The Republican president and his Democratic rival are coming to the end of their campaign to convince Americans to vote for them. On the eve of a decisive election, Donald Trump, lagging behind in the polls, has chained meetings while Joe Biden has focused on Pennsylvania, a crucial state where he will appear again this Tuesday, election day.
“Bidon”: Donald Trump swept, Monday, November 2, the polls that place him behind his rival Joe Biden, showing unwavering confidence on the eve of a election looking like a referendum on his extraordinary presidency.
After four tumultuous years, the United States “has had enough of the chaos”, hammered his Democratic opponent, who says he is fighting to restore the “soul” of America. “It is time to get up and take back control of our democracy,” said the former vice-president of Barack Obama at the end of his speech from Pittsburgh. It is in this city of Pennsylvania (state won on the wire by Donald Trump in 2016) that he began his campaign 18 months ago.
The two septuagenarians, as different in form as in substance, are engaged in a final sprint after an abrasive campaign which has reinforced the divide between two Americas at the antipodes.
Weakened by an upsurge in the Covid-19 pandemic, Donald Trump is stepping up to make the polls lie and create surprise, as he had done in 2016. “Tomorrow, we will win four more years in the White House” , he said in front of supporters in North Carolina. “That way, we can finish the work started,” he added a few hours later in Michigan.
As if on the go, he meanwhile went to Scranton, the hometown of his Democratic rival, whom he accused of being “asleep”, but also “agitated”, “corrupt”, ” controlled by the mainstream media “…
Joe Biden will continue his campaign in that state until the last minute, with interventions scheduled for Tuesday in Scranton and Philadelphia, a legal but unusual move. “I will not stand four more years with Trump,” told AFP one of his supporters, Jane Perry, 65, crossed in Pittsburgh, where the former vice-president is to hold a meeting on Monday evening in the presence of Lady Gaga.
For his part, Donald Trump said he would go to his campaign headquarters in Virginia on Tuesday. Lara Schmidt, 42, hopes for a “tidal wave” in favor of the president, whom she listened to fervently in Scranton. “But if the postal ballots are illegal, I will kneel down to pray,” she said worriedly.

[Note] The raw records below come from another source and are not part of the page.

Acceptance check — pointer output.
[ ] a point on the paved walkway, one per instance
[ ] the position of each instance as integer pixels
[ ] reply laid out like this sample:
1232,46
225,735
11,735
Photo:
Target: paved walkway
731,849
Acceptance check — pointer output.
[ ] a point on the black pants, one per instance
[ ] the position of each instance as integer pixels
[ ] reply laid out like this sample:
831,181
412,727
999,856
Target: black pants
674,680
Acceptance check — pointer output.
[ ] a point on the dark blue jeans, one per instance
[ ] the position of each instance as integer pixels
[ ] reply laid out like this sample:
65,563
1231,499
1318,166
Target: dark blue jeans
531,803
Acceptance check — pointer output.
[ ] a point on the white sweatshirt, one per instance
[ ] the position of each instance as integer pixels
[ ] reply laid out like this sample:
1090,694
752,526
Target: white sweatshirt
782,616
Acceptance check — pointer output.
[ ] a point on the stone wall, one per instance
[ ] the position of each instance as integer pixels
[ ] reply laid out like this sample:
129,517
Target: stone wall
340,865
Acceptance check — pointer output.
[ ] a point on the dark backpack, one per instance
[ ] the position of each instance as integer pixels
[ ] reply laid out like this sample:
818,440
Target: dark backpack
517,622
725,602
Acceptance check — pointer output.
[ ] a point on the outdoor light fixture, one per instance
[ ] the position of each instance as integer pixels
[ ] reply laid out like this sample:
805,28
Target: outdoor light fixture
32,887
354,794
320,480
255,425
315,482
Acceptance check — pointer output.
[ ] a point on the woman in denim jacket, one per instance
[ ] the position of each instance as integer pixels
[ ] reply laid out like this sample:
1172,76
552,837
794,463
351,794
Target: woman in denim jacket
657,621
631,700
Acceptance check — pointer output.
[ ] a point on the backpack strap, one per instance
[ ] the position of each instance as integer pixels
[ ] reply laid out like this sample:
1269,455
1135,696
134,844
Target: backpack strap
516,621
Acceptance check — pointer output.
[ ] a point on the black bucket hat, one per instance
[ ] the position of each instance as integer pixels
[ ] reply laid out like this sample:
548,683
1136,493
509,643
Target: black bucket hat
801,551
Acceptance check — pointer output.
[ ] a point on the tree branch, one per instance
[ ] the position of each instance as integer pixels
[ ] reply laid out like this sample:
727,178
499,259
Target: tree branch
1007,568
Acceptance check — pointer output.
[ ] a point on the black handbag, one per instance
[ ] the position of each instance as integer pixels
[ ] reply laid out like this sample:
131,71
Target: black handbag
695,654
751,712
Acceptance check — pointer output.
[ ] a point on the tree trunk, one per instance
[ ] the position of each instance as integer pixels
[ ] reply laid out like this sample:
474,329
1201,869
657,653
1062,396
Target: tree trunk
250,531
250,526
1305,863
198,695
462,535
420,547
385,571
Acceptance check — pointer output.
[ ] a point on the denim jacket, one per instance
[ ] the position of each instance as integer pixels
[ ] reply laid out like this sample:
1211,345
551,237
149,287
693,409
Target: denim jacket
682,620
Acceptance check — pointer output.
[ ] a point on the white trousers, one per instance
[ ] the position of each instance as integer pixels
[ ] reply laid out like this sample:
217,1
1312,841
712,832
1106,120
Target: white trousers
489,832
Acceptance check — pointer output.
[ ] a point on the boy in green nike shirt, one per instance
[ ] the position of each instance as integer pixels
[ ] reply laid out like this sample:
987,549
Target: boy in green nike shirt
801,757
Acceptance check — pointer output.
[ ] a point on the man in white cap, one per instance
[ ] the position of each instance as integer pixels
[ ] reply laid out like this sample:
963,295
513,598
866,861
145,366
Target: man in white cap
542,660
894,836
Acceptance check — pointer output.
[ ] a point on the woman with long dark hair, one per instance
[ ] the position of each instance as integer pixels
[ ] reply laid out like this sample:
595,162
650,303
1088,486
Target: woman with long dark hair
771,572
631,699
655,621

Nearly 100 million Americans have already voted in advance, in person or by mail, to avoid crowded polling stations amid the pandemic. For weeks, Donald Trump has been critical of this option, accusing it without proof of promoting electoral fraud.
The president, who fears becoming the first not to be re-elected for a quarter of a century, maintains the vagueness on the position he will adopt in the event of defeat, which is causing anxiety in the country. “As soon as the election is over, our lawyers will be ready,” he said in particular on Sunday, suggesting the possibility of a long legal battle.
Sign of the tension that reigns at the end of a campaign of unheard-of aggressiveness, businesses in several American cities, including New York and Washington, were barricaded for fear of violent demonstrations.
A month after his Covid-19 infection, Donald Trump, 74, shows no signs of fatigue and still had to travel to Kenosha, Wisconsin on Monday evening, before a final act in Grand Rapids (Michigan), as in 2016 .
Joe Biden focuses primarily on Pennsylvania, won in 2016 by Donald Trump with a lead of just 44,000 votes. At 77, the Democrat led a discreet campaign, making it a point of honor to scrupulously respect the instructions of the health authorities to avoid spreading the Covid-19, which has killed more than 230,000 in the United States.
He once again took the opposite view of the Republican president on Monday, who hinted that he could dismiss respected immunologist Anthony Fauci, who is increasingly critical of government strategy. “I have a better idea,” Joe Biden said. “Elect me and I’ll hire Dr Fauci and fire Donald Trump!”
Former President Barack Obama, very present in this home stretch, again supported Monday the candidacy of the one who was his vice-president for eight years. Donald Trump “never took his office seriously” and “used the presidency as a television show to draw attention to himself,” he tackled from Miami, Florida, once again calling on voters to go to the polls en masse. “We can not leave room for doubt,” he said.
The latest polls place the Democrat comfortably ahead in several decisive states the Republican won in 2016, such as Wisconsin and Michigan, but his margin is a little narrower in Pennsylvania and the two candidates are neck and neck in Florida. .
Observers repeat their calls for caution, pointing to the 2016 poll, in which Donald Trump created one of the biggest surprises in American political history by beating Hillary Clinton.